Gebelikte en sık görülen tiroid rahatsızlığı ise 'hipotiroid’ olduğunu vurgulayan Kaya, her 100 gebeden 3’ünde hipotiroidi görülebilir ve bunun çoğunluğunu 'aşikar hipotiroidizm', diğer kısmının ise 'subklinik hipotiroidizm' olarak tanımlanan iki farklı türde tiroid nodülleri olduğunu ifade etti.

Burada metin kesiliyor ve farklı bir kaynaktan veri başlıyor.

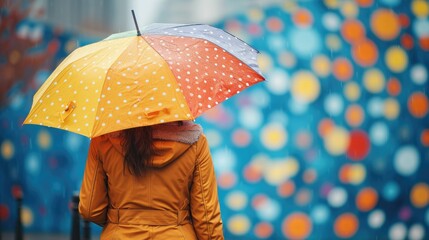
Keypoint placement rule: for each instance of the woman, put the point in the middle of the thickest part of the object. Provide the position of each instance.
(152, 183)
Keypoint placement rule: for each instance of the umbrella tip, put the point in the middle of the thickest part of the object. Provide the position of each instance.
(135, 22)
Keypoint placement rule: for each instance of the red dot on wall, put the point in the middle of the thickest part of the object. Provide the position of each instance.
(359, 145)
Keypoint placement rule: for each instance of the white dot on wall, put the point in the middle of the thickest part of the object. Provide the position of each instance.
(337, 197)
(406, 160)
(397, 231)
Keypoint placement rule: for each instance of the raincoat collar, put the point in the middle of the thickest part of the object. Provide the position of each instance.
(171, 140)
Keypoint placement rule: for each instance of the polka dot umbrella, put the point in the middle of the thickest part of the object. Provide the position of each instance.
(168, 72)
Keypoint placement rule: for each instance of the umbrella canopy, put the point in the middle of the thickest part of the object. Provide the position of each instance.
(169, 73)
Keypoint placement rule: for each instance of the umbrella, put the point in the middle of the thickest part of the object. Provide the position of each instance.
(163, 73)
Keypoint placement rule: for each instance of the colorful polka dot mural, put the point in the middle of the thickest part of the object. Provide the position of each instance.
(335, 143)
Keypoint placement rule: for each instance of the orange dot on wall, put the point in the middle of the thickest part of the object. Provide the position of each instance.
(309, 176)
(366, 199)
(418, 104)
(352, 31)
(286, 189)
(359, 145)
(346, 225)
(425, 138)
(297, 226)
(302, 18)
(252, 173)
(407, 41)
(393, 87)
(325, 126)
(365, 3)
(385, 24)
(342, 69)
(365, 53)
(345, 173)
(263, 230)
(404, 20)
(420, 195)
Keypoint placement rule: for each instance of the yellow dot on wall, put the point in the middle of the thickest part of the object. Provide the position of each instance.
(277, 172)
(321, 65)
(373, 80)
(239, 224)
(305, 87)
(333, 42)
(7, 149)
(274, 136)
(420, 195)
(391, 108)
(352, 91)
(27, 216)
(336, 141)
(396, 59)
(357, 174)
(44, 139)
(420, 8)
(349, 9)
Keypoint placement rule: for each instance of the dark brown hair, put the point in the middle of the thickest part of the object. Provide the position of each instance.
(138, 147)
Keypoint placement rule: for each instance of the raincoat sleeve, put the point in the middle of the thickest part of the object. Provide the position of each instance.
(93, 193)
(205, 209)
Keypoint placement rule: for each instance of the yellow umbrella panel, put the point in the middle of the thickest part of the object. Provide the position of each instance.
(128, 84)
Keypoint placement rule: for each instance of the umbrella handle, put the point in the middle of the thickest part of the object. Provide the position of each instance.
(69, 109)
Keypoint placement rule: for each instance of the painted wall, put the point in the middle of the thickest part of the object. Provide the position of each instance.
(333, 145)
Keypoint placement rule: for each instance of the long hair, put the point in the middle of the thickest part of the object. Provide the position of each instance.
(138, 147)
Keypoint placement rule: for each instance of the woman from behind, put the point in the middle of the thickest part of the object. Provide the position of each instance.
(154, 182)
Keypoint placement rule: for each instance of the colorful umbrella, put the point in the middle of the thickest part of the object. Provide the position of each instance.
(167, 73)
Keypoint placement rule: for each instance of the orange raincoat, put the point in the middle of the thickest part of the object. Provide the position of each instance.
(175, 198)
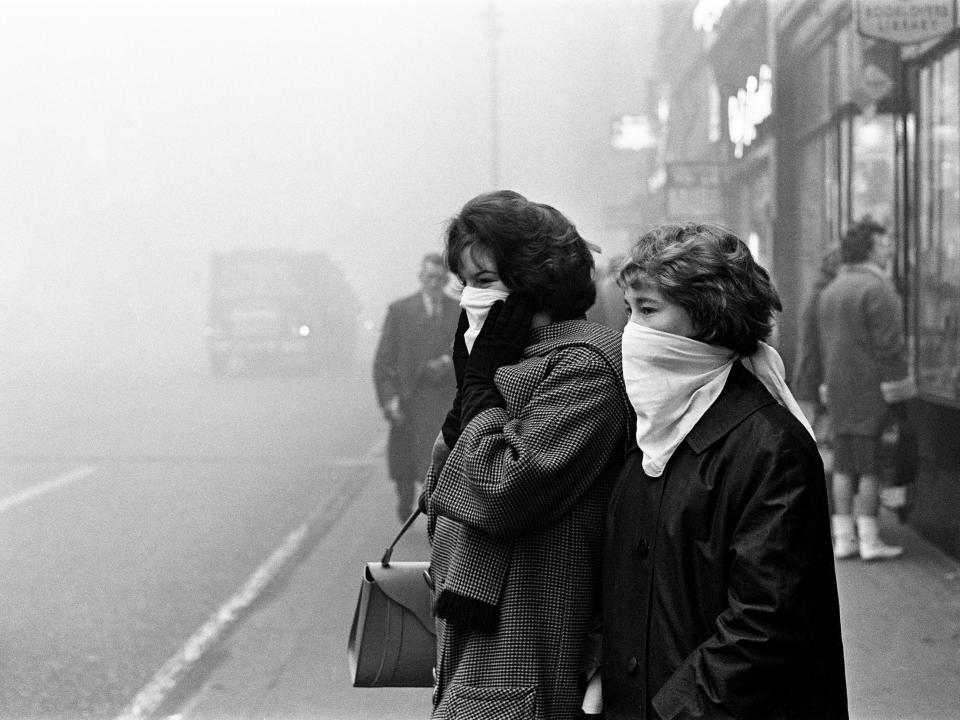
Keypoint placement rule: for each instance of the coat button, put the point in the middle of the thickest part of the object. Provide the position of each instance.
(643, 547)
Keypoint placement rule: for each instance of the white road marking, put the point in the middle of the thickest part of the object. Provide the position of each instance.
(42, 488)
(151, 697)
(166, 678)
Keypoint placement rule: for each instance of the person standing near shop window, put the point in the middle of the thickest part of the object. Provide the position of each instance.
(864, 361)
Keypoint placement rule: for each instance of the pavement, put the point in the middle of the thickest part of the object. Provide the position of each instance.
(287, 659)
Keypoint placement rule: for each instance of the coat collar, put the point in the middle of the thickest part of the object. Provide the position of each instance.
(742, 395)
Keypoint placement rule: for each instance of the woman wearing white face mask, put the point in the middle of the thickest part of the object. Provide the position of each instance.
(523, 466)
(720, 598)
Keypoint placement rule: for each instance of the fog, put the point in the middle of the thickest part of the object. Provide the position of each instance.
(136, 138)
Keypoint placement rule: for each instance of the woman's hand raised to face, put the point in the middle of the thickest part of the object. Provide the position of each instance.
(501, 342)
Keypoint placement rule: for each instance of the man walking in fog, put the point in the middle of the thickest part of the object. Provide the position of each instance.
(864, 365)
(413, 375)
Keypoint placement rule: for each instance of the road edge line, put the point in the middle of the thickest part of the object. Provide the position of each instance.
(153, 694)
(42, 488)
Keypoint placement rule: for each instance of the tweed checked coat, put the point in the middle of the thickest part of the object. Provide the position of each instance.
(516, 519)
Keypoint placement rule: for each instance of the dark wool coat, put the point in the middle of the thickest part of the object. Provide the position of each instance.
(517, 517)
(410, 339)
(719, 591)
(861, 345)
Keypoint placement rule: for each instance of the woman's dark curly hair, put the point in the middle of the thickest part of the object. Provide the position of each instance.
(710, 273)
(536, 249)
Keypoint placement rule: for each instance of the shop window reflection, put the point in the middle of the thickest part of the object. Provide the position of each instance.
(938, 228)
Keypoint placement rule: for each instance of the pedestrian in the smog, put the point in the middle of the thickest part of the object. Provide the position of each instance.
(719, 590)
(413, 376)
(523, 467)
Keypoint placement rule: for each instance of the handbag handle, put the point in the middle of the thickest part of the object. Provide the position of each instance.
(385, 560)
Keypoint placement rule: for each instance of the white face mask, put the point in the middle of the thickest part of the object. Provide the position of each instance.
(477, 302)
(672, 381)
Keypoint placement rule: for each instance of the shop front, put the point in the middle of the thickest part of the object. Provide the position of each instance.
(933, 228)
(838, 102)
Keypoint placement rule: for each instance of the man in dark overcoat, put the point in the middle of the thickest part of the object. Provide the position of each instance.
(865, 378)
(413, 375)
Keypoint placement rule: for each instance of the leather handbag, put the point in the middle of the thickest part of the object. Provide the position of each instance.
(393, 638)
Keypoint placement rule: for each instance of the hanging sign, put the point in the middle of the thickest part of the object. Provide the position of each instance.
(906, 21)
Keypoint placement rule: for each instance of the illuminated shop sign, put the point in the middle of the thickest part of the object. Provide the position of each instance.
(906, 21)
(749, 107)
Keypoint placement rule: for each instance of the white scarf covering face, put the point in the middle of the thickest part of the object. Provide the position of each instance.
(672, 381)
(477, 302)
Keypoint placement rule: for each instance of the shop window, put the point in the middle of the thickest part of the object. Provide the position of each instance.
(871, 189)
(937, 252)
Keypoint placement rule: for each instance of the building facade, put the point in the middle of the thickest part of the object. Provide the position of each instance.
(793, 120)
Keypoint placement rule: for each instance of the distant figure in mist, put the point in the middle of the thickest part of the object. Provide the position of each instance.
(413, 375)
(865, 377)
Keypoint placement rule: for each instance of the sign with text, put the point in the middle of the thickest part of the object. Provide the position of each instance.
(906, 21)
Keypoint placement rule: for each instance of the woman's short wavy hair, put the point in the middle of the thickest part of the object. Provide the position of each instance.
(537, 250)
(709, 272)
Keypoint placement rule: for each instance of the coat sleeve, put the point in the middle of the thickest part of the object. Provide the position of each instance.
(386, 361)
(777, 556)
(522, 468)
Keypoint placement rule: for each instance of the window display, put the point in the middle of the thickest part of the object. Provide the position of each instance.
(937, 253)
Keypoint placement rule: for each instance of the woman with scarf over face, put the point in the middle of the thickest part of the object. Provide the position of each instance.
(523, 467)
(719, 592)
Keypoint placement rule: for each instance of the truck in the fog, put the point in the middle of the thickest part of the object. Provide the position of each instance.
(278, 310)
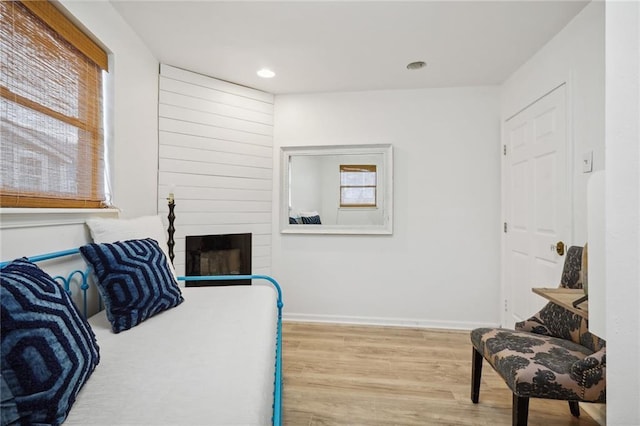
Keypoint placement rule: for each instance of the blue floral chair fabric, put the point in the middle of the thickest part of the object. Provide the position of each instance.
(551, 355)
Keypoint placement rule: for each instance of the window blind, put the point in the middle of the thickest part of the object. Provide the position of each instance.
(358, 185)
(52, 151)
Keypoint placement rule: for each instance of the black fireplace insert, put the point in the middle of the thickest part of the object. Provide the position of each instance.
(227, 254)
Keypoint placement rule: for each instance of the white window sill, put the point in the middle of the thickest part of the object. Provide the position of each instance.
(35, 217)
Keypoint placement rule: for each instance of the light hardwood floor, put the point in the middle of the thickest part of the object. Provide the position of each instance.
(362, 375)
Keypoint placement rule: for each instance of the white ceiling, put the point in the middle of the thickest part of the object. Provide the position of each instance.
(326, 46)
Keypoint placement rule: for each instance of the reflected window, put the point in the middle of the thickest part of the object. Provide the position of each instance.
(358, 185)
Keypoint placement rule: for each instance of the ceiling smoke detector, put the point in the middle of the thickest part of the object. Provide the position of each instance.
(416, 65)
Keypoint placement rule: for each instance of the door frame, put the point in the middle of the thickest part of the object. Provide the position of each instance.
(504, 302)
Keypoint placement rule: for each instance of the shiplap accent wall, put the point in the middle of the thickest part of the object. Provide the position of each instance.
(216, 156)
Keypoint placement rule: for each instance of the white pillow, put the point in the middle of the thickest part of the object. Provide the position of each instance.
(112, 230)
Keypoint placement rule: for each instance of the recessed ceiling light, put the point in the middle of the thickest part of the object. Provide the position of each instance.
(266, 73)
(416, 65)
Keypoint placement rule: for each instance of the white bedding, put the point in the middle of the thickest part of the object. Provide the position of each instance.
(209, 361)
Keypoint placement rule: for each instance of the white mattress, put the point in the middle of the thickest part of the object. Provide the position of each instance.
(209, 361)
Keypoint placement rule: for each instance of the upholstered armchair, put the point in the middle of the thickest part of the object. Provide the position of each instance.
(551, 355)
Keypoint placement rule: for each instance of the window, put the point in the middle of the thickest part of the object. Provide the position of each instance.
(50, 110)
(358, 185)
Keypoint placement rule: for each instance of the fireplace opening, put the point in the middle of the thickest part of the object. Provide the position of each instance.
(227, 254)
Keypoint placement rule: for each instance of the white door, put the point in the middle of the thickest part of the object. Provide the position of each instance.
(536, 206)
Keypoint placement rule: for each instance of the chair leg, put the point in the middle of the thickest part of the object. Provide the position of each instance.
(476, 373)
(575, 408)
(520, 410)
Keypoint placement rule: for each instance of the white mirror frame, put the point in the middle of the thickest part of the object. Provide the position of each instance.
(387, 204)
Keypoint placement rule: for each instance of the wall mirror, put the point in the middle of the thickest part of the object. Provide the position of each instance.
(336, 189)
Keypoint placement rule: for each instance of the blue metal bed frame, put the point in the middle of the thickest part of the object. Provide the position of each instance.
(84, 287)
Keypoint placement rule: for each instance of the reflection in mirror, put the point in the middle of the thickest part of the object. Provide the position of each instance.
(337, 189)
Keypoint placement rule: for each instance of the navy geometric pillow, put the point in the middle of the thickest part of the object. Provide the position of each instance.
(134, 280)
(311, 220)
(48, 349)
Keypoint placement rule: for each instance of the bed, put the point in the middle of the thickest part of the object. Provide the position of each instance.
(214, 357)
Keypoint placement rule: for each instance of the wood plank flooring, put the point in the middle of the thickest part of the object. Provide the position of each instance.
(362, 375)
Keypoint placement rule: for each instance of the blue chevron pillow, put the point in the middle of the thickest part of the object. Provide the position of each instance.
(134, 280)
(48, 349)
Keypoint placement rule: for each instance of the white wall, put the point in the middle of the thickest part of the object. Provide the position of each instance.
(574, 56)
(622, 212)
(134, 141)
(216, 142)
(440, 266)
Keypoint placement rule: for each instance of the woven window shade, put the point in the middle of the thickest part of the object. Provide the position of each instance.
(50, 110)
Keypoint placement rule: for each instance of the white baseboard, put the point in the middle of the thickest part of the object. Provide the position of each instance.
(598, 412)
(391, 322)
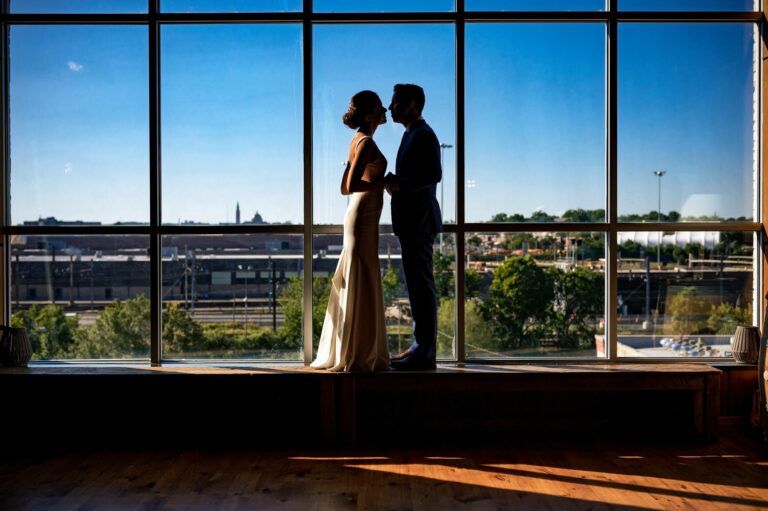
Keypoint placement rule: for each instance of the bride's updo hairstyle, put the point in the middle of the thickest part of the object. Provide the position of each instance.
(363, 103)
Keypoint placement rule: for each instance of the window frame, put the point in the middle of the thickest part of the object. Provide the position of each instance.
(460, 17)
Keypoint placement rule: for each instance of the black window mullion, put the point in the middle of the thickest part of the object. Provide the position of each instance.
(308, 183)
(155, 216)
(611, 290)
(459, 237)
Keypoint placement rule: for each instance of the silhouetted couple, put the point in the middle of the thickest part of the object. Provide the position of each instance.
(354, 337)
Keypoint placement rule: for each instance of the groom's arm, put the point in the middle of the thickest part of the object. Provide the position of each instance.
(420, 168)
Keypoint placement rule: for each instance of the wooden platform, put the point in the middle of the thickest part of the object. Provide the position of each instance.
(552, 475)
(297, 406)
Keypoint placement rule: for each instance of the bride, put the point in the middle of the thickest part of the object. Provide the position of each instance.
(353, 336)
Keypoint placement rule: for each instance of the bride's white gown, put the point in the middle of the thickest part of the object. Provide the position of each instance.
(354, 337)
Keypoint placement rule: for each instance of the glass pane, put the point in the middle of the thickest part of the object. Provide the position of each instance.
(383, 5)
(535, 5)
(389, 59)
(397, 310)
(687, 5)
(82, 297)
(78, 6)
(232, 124)
(233, 296)
(687, 140)
(534, 294)
(230, 5)
(79, 125)
(684, 293)
(535, 122)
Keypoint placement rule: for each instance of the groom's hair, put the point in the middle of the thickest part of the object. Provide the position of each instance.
(408, 92)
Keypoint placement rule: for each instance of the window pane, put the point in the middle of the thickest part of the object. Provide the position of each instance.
(687, 142)
(535, 5)
(683, 294)
(82, 297)
(230, 5)
(232, 119)
(383, 5)
(397, 313)
(534, 294)
(687, 5)
(78, 6)
(389, 59)
(535, 122)
(79, 124)
(233, 296)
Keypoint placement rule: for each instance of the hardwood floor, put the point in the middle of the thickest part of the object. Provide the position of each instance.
(730, 475)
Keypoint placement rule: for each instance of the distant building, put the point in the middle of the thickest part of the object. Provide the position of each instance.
(51, 220)
(256, 220)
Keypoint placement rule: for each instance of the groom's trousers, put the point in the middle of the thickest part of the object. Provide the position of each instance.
(420, 279)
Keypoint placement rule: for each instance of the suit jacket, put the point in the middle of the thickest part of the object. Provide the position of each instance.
(415, 210)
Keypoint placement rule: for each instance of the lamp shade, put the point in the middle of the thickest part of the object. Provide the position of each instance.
(746, 344)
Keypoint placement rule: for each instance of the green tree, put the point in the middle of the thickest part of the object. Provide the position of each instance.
(181, 333)
(584, 215)
(445, 281)
(51, 332)
(541, 216)
(592, 247)
(473, 283)
(390, 285)
(578, 302)
(291, 300)
(518, 303)
(121, 330)
(474, 241)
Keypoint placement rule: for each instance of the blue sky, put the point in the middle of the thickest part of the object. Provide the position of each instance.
(232, 116)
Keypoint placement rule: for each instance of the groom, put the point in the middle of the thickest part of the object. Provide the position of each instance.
(416, 220)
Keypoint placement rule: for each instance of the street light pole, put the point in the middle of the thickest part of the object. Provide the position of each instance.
(443, 147)
(659, 174)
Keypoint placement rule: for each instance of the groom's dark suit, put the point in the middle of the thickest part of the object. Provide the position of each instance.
(416, 220)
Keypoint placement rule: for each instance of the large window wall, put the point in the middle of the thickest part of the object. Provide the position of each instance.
(172, 169)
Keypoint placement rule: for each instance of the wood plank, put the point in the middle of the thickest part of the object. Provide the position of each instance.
(553, 475)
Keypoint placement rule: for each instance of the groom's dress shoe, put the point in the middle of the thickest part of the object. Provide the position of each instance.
(414, 362)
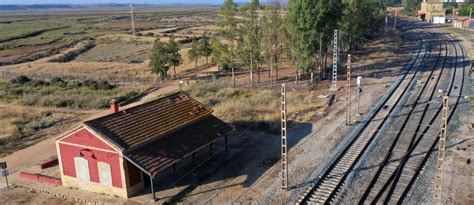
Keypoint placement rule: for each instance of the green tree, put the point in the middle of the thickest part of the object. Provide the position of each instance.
(205, 47)
(272, 37)
(174, 57)
(159, 63)
(303, 17)
(193, 54)
(250, 37)
(409, 7)
(219, 54)
(227, 28)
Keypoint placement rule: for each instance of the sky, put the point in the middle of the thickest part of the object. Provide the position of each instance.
(109, 1)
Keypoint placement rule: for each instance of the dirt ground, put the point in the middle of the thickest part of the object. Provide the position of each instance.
(459, 184)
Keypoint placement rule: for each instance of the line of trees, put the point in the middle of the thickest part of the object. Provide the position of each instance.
(255, 35)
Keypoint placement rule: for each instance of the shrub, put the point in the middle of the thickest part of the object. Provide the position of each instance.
(91, 84)
(20, 80)
(74, 84)
(58, 82)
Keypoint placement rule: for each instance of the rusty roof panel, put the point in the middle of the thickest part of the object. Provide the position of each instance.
(144, 123)
(169, 149)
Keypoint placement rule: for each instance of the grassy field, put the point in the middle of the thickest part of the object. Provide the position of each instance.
(27, 37)
(73, 94)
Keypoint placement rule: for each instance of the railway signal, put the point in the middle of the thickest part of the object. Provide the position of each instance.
(348, 115)
(284, 148)
(133, 20)
(359, 90)
(5, 172)
(334, 63)
(441, 151)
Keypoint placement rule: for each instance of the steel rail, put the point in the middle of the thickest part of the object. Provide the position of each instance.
(389, 153)
(308, 195)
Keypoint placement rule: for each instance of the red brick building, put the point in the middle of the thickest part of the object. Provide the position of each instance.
(116, 153)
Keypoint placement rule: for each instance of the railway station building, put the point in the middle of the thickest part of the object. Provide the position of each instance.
(123, 152)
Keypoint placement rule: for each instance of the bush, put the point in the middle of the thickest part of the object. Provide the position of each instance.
(37, 83)
(74, 84)
(58, 82)
(20, 80)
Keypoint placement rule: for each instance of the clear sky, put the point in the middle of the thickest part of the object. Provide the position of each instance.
(109, 1)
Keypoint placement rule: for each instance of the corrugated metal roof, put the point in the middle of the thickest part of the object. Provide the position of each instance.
(136, 126)
(169, 149)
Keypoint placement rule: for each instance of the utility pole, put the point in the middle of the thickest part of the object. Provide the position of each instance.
(334, 63)
(284, 150)
(348, 115)
(384, 39)
(395, 20)
(359, 90)
(441, 152)
(132, 19)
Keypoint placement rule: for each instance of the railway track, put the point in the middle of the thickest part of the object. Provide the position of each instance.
(334, 176)
(404, 140)
(404, 159)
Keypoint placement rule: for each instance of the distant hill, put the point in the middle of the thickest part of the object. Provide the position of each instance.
(18, 7)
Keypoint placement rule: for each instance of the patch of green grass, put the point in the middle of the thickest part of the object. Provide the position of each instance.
(18, 127)
(62, 96)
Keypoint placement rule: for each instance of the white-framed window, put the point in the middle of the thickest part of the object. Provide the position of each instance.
(105, 174)
(82, 169)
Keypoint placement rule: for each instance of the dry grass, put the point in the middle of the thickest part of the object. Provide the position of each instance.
(103, 70)
(16, 122)
(260, 107)
(53, 95)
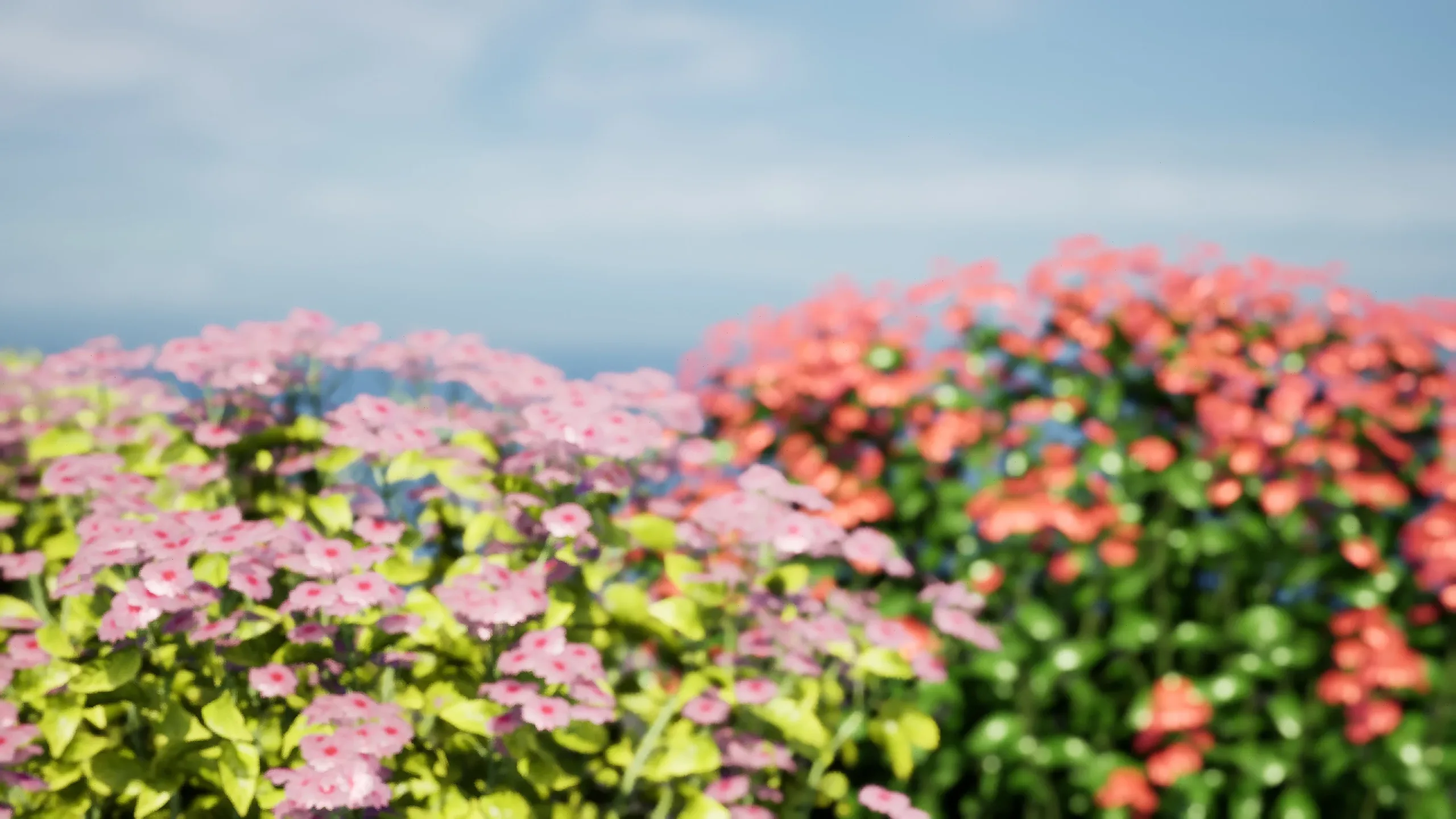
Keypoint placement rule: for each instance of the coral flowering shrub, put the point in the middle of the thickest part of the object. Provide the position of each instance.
(465, 598)
(1215, 502)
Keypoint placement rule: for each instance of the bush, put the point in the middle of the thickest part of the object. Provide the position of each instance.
(1221, 518)
(238, 586)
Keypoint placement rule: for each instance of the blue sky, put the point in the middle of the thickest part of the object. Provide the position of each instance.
(599, 181)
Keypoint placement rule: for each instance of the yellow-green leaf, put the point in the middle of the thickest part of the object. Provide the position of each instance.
(150, 800)
(223, 717)
(61, 545)
(504, 805)
(60, 721)
(59, 444)
(477, 441)
(239, 774)
(402, 570)
(471, 716)
(407, 467)
(653, 531)
(338, 460)
(16, 608)
(479, 530)
(702, 806)
(583, 738)
(107, 674)
(56, 642)
(334, 512)
(627, 602)
(212, 569)
(680, 614)
(919, 729)
(300, 727)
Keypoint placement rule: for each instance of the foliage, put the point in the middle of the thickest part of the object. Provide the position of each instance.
(1219, 519)
(233, 588)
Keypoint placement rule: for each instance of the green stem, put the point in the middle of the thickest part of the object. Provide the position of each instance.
(650, 741)
(38, 599)
(846, 730)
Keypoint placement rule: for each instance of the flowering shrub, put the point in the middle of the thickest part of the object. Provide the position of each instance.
(1221, 522)
(235, 589)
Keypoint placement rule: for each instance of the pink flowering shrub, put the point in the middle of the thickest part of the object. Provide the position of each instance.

BEBEĞİN ZEKA GELİŞİMİNİ ETKİLİYOR
Hipotiroidide en sık görülen belirti ve bulguların yorgunluk, kabızlık, soğuğa karşı hassasiyet, kas krampları ve kilo alımı, ciltte kuruluk ve saç dökülmesi gibi belirtilerle kendini gösterdiğini anlatan Dr. Cafer Kaya şunları söyledi:
"İyot eksikliği açısından riskli bölgelerde yaşayan hastalarda görülen hipotiroidi guatr hastalığını da beraberinde getiriyor. Hipotiroidinin bir diğer önemli nedeni olan Hashimoto hastalığı da guatra yol açabiliyor. Anne adayında hipotiroidi görülmesi; düşük, erken doğum, preeklampsi (gebelik hipertansiyonu ve ödemi), plesanta dekolmanı (halk arasında bebeğin beslenme kordonunun henüz doğum başlamadan önce ayrılması) ve doğacak bebekte zihinsel fonksiyonlarda azalmaya neden olabilir."